Weston, the prolocutor, said that the commission had no desire save that of reclaiming the archbishop from his heresy, and handing him a copy of the articles to be debated, requested his opinion upon them. The archbishop, having read them, briefly characterized them as opposed to the truth of Scripture, but promised to give his opinion in writing next day. "His behavior all this while," says Strype, "was so grave and modest that many Masters of Art who were not of his mind could not forbear weeping." The archbishop having been removed, Ridley was brought in. The same articles having been presented to him, he condemned them as false, but desired a copy of them, that he might answer them in writing.

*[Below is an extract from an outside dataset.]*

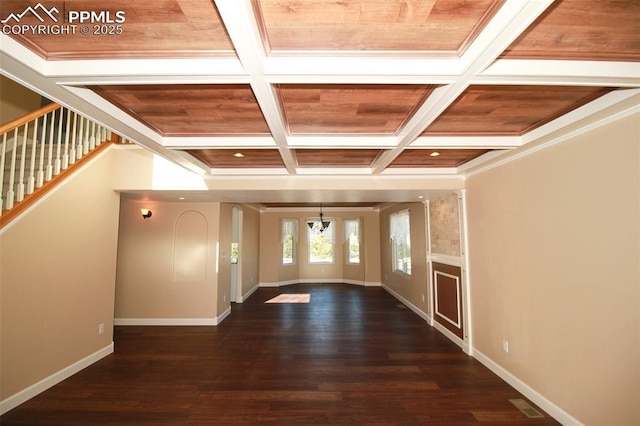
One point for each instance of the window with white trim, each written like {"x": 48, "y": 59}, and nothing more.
{"x": 352, "y": 240}
{"x": 289, "y": 240}
{"x": 320, "y": 241}
{"x": 400, "y": 233}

PICTURE Omitted: Facsimile of the Medal struck to celebrate the Return of England to Roman Catholicism [7]

Last of all, Latimer was brought in. Having looked at the articles, he said that in the Sacrament of the Lord's Supper there was a certain presence, but not such a presence as they affirmed. He could not publicly dispute, he said, by reason of his age and the weakness of his memory; but he would give his opinion on the questions in writing, and begged a copy of them for that

purpose. "I cannot here omit," says Strype, "old Father Latimer's habit at his first appearance before the commissioners, which was also his habit while he remained a prisoner in Oxford. He held his hat in his hand; he had a kerchief on his head, and upon it a night-cap or two, and a great cap such as townsmen used, with two broad flaps to button under his chin, an old thread-bare Bristow frieze gown, girded to his body with a penny leather girdle, at which hanged, by a long string of leather, his Testament, and his spectacles without case hanging about his neck upon his breast." [8] Latimer was then in his eighty-fourth year.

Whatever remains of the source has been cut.